Statehouse Live: Senate committee downsizes proposed tax increase

? Smokers got a break on Monday from a Senate committee that snuffed out a proposed cigarette and tobacco product tax increase from its $350 million package to balance the budget.

The Ways and Means Committee recommended a temporary 1-cent increase in the state sales tax and decoupling a state business tax break from federal law.

But from a plan it approved Friday, the committee removed a proposal to increase cigarette taxes by 55 cents per pack, and tobacco products from 10 percent to 40 percent of wholesale.

Ways and Means Chairman Jay Emler, R-Lindsborg, said he hoped removing the cigarette and tobacco tax increase would help the total package gain more votes when it hits the Senate floor on Wednesday.

Several key legislators opposed increasing the cigarette tax from 79 cents per pack to $1.34 per pack, saying it would hurt Kansas businesses because Kansas smokers living near Missouri would buy their cigarettes there because of that state’s low tax rate.

A tax increase that relied mostly on a sales tax component was more acceptable, Emler said. “I’m not saying they like it,” Emler said, adding, “They’re more willing to accept it.”

Under the committee’s new proposal, the state sales tax will increase from 5.3 cents per dollar to 6.3 cents per dollar on July 1, and then decrease to 5.7 cents per dollar on July 1, 2013. At that point, revenue from four-tenths of a cent of the sales tax rate would go toward the state highway plan.

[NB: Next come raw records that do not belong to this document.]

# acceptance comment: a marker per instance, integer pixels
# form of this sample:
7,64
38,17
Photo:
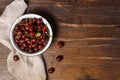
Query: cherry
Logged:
40,47
34,40
44,28
36,49
16,58
25,34
59,58
39,21
24,45
51,70
32,34
30,50
60,44
27,27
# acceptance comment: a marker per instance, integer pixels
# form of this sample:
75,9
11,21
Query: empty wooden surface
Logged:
91,32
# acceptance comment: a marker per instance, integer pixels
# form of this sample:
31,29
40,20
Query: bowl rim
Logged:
15,44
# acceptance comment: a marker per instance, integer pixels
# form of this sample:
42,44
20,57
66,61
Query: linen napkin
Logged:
26,68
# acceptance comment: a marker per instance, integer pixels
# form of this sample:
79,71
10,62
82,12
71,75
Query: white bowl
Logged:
15,44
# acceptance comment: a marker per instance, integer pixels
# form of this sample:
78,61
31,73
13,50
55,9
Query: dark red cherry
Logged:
60,44
59,58
51,70
16,58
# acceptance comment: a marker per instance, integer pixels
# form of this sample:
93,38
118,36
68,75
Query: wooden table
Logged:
91,32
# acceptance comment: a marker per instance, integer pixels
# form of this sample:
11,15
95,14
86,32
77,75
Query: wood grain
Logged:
90,30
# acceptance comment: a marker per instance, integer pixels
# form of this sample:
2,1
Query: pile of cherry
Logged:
31,35
58,58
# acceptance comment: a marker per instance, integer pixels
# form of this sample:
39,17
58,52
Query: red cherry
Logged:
51,70
59,58
34,40
44,28
30,50
60,44
40,47
32,34
16,58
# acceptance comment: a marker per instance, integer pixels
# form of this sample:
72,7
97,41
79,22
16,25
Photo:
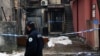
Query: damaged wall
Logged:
7,7
7,43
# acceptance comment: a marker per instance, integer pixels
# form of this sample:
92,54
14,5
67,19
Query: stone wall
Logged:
7,7
7,43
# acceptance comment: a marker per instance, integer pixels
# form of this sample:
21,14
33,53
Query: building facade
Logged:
86,16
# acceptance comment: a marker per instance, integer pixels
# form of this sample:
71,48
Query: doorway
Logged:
56,21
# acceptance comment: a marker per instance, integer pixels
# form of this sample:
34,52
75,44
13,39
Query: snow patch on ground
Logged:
59,40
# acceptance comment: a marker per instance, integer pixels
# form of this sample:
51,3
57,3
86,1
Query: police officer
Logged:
34,44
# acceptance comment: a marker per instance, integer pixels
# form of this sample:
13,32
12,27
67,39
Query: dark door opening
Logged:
56,20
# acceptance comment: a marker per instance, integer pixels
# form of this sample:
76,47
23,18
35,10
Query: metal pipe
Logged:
4,13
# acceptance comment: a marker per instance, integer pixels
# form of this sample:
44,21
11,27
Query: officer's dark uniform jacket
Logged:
34,44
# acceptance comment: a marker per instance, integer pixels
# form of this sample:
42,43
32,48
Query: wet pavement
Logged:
77,48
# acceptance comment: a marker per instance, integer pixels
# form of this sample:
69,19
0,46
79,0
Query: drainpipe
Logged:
77,17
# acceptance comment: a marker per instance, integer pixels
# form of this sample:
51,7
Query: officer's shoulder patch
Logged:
39,35
30,39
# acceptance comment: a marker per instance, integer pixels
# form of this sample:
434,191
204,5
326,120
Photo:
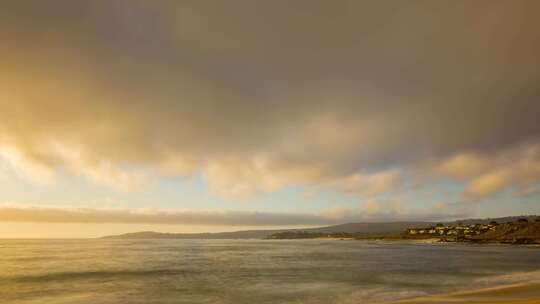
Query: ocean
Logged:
251,271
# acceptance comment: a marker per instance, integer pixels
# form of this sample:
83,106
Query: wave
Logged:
60,276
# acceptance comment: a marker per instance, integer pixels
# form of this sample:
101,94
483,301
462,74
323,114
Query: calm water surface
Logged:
250,271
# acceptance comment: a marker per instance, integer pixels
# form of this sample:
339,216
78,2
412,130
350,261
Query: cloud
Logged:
372,211
258,96
516,168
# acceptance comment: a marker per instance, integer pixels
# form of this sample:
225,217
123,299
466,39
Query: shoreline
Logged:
522,293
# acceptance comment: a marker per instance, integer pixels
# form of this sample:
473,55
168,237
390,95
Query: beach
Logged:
526,293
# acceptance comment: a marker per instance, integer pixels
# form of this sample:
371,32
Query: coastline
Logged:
524,293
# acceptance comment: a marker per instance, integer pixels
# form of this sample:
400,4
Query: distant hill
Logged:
356,228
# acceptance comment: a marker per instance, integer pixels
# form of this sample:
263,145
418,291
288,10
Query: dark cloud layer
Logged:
262,94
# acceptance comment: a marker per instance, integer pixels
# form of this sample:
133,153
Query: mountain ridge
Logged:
366,228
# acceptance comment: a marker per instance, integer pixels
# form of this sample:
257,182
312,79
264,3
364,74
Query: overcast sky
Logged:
213,114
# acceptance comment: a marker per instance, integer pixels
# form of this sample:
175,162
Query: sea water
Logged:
251,271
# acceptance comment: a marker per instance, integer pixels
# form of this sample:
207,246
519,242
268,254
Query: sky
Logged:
196,116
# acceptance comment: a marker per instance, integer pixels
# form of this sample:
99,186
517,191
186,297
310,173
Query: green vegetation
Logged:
521,231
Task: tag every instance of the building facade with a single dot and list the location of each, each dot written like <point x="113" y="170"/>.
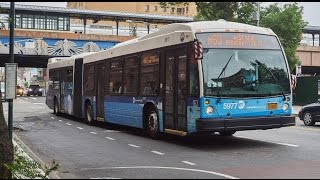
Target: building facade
<point x="154" y="8"/>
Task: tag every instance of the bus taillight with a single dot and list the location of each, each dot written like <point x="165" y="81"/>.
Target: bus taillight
<point x="198" y="50"/>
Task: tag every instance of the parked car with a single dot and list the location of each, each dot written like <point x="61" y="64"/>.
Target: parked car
<point x="20" y="91"/>
<point x="310" y="113"/>
<point x="34" y="90"/>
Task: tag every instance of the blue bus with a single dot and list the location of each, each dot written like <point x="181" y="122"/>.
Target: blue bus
<point x="186" y="78"/>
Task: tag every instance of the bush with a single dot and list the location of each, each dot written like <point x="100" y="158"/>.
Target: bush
<point x="23" y="167"/>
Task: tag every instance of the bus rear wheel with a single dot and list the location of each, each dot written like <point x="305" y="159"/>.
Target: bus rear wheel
<point x="89" y="117"/>
<point x="153" y="124"/>
<point x="227" y="133"/>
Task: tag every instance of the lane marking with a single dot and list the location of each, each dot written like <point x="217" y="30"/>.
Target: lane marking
<point x="110" y="131"/>
<point x="157" y="152"/>
<point x="110" y="138"/>
<point x="305" y="128"/>
<point x="285" y="144"/>
<point x="161" y="167"/>
<point x="190" y="163"/>
<point x="132" y="145"/>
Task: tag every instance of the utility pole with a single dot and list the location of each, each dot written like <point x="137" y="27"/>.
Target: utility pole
<point x="258" y="13"/>
<point x="11" y="60"/>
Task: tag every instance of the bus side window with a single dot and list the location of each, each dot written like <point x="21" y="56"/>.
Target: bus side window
<point x="194" y="79"/>
<point x="149" y="74"/>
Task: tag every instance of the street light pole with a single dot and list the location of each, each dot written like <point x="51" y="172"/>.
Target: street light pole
<point x="258" y="13"/>
<point x="11" y="60"/>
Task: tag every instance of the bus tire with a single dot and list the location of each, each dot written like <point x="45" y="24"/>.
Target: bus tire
<point x="227" y="133"/>
<point x="89" y="118"/>
<point x="56" y="107"/>
<point x="152" y="123"/>
<point x="308" y="118"/>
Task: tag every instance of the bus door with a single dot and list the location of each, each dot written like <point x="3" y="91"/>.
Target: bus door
<point x="100" y="74"/>
<point x="175" y="92"/>
<point x="77" y="90"/>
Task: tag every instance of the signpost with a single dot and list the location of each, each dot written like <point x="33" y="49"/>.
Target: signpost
<point x="11" y="73"/>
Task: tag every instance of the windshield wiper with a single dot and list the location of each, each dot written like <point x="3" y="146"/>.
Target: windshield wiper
<point x="223" y="69"/>
<point x="275" y="79"/>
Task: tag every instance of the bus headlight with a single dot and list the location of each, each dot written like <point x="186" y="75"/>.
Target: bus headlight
<point x="209" y="110"/>
<point x="285" y="106"/>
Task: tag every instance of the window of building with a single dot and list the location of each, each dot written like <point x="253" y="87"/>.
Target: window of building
<point x="27" y="21"/>
<point x="18" y="21"/>
<point x="179" y="11"/>
<point x="164" y="9"/>
<point x="149" y="74"/>
<point x="130" y="79"/>
<point x="115" y="83"/>
<point x="40" y="22"/>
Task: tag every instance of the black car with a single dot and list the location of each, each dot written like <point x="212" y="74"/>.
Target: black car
<point x="34" y="90"/>
<point x="310" y="113"/>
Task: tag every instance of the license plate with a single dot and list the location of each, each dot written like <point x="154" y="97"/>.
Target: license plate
<point x="272" y="106"/>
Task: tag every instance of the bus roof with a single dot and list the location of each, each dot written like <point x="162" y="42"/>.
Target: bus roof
<point x="56" y="62"/>
<point x="172" y="34"/>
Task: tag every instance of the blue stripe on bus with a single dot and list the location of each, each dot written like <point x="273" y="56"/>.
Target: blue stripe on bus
<point x="128" y="110"/>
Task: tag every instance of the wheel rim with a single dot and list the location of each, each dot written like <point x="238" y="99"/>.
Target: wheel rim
<point x="89" y="115"/>
<point x="153" y="122"/>
<point x="307" y="118"/>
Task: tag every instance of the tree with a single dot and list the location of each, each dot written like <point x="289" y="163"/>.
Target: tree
<point x="287" y="23"/>
<point x="6" y="146"/>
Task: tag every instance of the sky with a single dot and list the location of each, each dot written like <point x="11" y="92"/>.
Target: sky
<point x="311" y="9"/>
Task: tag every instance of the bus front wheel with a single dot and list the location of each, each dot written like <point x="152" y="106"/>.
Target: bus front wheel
<point x="153" y="125"/>
<point x="227" y="133"/>
<point x="89" y="118"/>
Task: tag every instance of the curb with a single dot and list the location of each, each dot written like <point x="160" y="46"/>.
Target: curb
<point x="26" y="151"/>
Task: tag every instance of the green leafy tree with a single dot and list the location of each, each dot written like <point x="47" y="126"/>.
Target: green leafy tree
<point x="6" y="146"/>
<point x="287" y="23"/>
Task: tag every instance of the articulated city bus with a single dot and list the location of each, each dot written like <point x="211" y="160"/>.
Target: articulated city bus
<point x="187" y="78"/>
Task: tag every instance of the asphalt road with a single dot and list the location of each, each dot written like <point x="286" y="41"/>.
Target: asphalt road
<point x="107" y="151"/>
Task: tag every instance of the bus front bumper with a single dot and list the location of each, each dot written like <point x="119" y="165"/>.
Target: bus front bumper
<point x="238" y="124"/>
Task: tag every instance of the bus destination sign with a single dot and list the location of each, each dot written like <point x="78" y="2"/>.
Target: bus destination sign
<point x="238" y="40"/>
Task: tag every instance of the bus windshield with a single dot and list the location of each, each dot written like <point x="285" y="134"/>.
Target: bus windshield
<point x="244" y="72"/>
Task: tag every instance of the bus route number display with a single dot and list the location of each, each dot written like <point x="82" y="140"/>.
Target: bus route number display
<point x="238" y="40"/>
<point x="150" y="58"/>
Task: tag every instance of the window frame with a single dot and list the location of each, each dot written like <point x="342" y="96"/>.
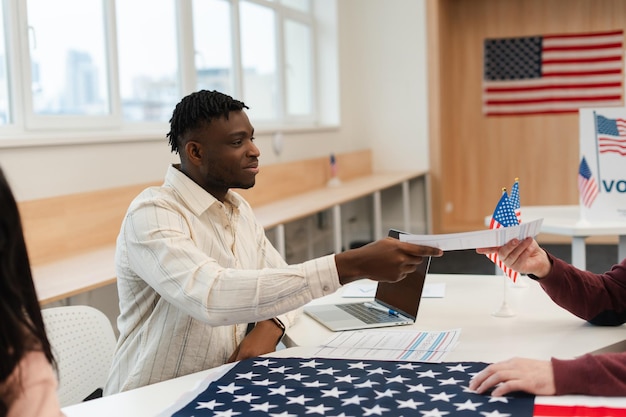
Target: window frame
<point x="27" y="128"/>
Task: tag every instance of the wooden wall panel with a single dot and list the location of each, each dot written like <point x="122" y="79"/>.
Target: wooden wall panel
<point x="68" y="225"/>
<point x="474" y="156"/>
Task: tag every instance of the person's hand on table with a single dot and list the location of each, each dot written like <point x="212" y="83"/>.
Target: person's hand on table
<point x="262" y="339"/>
<point x="517" y="374"/>
<point x="525" y="257"/>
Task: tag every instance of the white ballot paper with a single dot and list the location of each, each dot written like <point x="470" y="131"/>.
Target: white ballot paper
<point x="480" y="239"/>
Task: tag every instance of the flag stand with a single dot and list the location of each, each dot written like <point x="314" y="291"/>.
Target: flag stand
<point x="505" y="310"/>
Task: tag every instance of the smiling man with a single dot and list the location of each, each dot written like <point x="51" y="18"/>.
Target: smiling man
<point x="194" y="266"/>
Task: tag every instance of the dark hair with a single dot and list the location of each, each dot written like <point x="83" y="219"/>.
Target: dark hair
<point x="198" y="108"/>
<point x="21" y="325"/>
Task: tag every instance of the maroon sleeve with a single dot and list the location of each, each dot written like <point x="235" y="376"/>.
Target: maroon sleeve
<point x="597" y="298"/>
<point x="604" y="375"/>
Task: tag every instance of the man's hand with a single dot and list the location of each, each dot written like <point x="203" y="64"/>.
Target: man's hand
<point x="517" y="374"/>
<point x="262" y="339"/>
<point x="384" y="260"/>
<point x="525" y="257"/>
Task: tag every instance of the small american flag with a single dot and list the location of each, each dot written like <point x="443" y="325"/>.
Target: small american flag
<point x="587" y="186"/>
<point x="515" y="201"/>
<point x="553" y="73"/>
<point x="611" y="134"/>
<point x="503" y="216"/>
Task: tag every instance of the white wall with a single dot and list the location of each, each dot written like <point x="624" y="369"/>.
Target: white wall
<point x="383" y="107"/>
<point x="384" y="79"/>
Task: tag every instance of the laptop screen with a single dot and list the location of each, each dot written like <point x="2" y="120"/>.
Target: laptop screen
<point x="404" y="296"/>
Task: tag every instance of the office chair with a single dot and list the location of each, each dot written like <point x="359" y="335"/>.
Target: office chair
<point x="83" y="343"/>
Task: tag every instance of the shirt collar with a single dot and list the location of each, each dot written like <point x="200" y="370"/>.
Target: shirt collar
<point x="196" y="197"/>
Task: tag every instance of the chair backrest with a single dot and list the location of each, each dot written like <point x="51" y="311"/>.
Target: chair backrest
<point x="83" y="343"/>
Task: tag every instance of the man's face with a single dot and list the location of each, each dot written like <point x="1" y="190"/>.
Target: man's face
<point x="228" y="156"/>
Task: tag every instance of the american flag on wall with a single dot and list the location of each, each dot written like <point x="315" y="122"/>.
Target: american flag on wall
<point x="504" y="216"/>
<point x="611" y="135"/>
<point x="552" y="73"/>
<point x="294" y="387"/>
<point x="587" y="186"/>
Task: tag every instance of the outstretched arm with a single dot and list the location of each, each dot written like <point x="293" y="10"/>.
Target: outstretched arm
<point x="525" y="257"/>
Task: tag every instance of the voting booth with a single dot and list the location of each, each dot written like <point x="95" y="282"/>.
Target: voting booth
<point x="602" y="164"/>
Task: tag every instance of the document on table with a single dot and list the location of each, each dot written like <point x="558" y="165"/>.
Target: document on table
<point x="479" y="239"/>
<point x="430" y="346"/>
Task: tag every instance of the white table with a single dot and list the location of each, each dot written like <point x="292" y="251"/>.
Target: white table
<point x="539" y="330"/>
<point x="566" y="221"/>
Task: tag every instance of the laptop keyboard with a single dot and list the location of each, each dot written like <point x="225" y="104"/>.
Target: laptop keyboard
<point x="367" y="315"/>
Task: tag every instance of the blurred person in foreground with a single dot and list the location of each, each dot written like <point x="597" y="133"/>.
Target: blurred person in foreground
<point x="598" y="298"/>
<point x="28" y="382"/>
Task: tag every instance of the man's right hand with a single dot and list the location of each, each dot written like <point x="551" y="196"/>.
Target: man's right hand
<point x="384" y="260"/>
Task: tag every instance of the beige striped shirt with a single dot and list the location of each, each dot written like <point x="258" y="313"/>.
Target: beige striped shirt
<point x="191" y="273"/>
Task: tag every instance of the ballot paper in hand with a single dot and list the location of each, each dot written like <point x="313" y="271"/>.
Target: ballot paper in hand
<point x="479" y="239"/>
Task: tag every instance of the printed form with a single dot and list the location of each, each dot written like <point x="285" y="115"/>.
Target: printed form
<point x="431" y="346"/>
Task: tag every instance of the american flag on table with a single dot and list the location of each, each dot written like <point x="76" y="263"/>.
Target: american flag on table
<point x="611" y="135"/>
<point x="293" y="387"/>
<point x="552" y="73"/>
<point x="587" y="185"/>
<point x="504" y="215"/>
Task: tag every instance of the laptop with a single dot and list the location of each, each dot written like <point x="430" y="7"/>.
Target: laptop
<point x="395" y="304"/>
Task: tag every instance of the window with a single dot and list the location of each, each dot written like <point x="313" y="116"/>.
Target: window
<point x="123" y="65"/>
<point x="149" y="85"/>
<point x="213" y="54"/>
<point x="259" y="61"/>
<point x="68" y="68"/>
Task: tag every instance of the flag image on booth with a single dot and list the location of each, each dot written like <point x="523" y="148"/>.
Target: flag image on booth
<point x="602" y="168"/>
<point x="587" y="185"/>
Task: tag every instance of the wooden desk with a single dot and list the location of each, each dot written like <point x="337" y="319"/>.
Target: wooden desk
<point x="61" y="279"/>
<point x="277" y="214"/>
<point x="539" y="330"/>
<point x="565" y="221"/>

Legislators have been looking for the right moves to balance the budget amid one of the worst revenue drops in Kansas history.

Nearly $1 billion has been cut from what was once a $6.4 billion budget as tax dollars dried up. Still, the state budget faces a nearly $500 million revenue shortfall for the coming fiscal year.

A combination of the proposed tax increase, the hope of additional federal health care funds from Medicaid, and other budget maneuvers would bridge that gap, legislators said Monday.

But some senators were already looking to decrease the proposed tax increase further.

State Sen. Jean Schodorf, R-Wichita, said she would propose an amendment to remove the disallowance of a state portion of a domestic production tax break for business that is worth $17 million per year. “This is a decoupling (from the federal tax break) that will hurt business,” Schodorf said.